Zafira’s eyes burned. “It’s what Baba would have wanted.”
“Don’t go in there on Baba’s name,” Lana pleaded, an edge to her voice. “He’s dead.”
“She’s right,” Yasmine said, voice soft. “If you’re going to risk your life, it has to be on your will. The living can’t survive with promises to the dead.”
It wasn’t just because of Baba. Why didn’t they understand? It was magic. It was their survival.
“Don’t you want magic?” Zafira asked, fervent. She looked at Lana. “Think of Baba’s stories—we can experience them, feel them. Live them. We’ll finally know what we were born with.”
“A life without magic isn’t so bad.”
“A life without magic is what stole the desert from us. And Baba. And Umm. Your parents, too, Yasmine. It’s what’s causing the Arz to grow.”
“Baba is gone, Okht. And Yasmine’s parents are dead. The Arz can grow. We can move elsewhere.” Lana’s eyes glistened with tears. She didn’t understand that they couldn’t go anywhere the Arz wouldn’t follow; no one in Arawiya could. “A life with magic means nothing to me if you aren’t in it.”

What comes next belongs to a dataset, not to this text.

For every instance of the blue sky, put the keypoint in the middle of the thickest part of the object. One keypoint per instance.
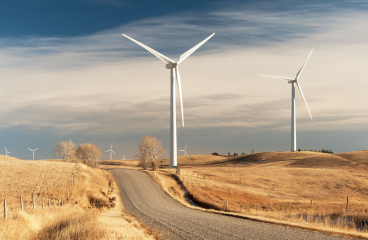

Lana’s words carved a chasm in Zafira’s heart. She swept her sister’s hair from her forehead, tucking it behind the shell of one ear. She brushed her fingers along her freckled skin, still soft as a babe’s.
She didn’t say all would be right. She did not say she would return. Or that Lana would be safe. She would waste no breath with false promises.
“Let’s go meet the caliph.”
CHAPTER 15
“I’m sure we’re tired. Are you tired, Nasir?” Altair asked, breaking the silence of the howling wind.
Mildly, Nasir registered Altair calling him by his name, not his title. He lowered his sand-dusted keffiyah from his face.
The Arz was … gone.
In its place lay a stream of splotched black stones that stretched from east to west. But that wasn’t what drew Nasir’s gaze. Laa, the water did. A line of azure met the sky, crystalline beneath the beams of the sun. It was harsh, even at this early hour, and the farther Nasir looked, the more the world wavered. There wasn’t a man or house in sight to witness it, only endless sands of burnt umber.
The water lapping the stony shore was a foreign sound his mother had murmured stories about, before she was killed—died. Before she had died. Surprise was making him slip, making true memories creep past forged ones. Nasir clenched his jaw and tugged on the horse’s reins just so the creature would move.
The water’s apparent gentleness masked a stark savagery. After the Arz had appeared and the royal minarets went dark, the sea was said to have become a monster in its own right. Like you. Though, unlike Nasir, he did not know which master this monster answered to.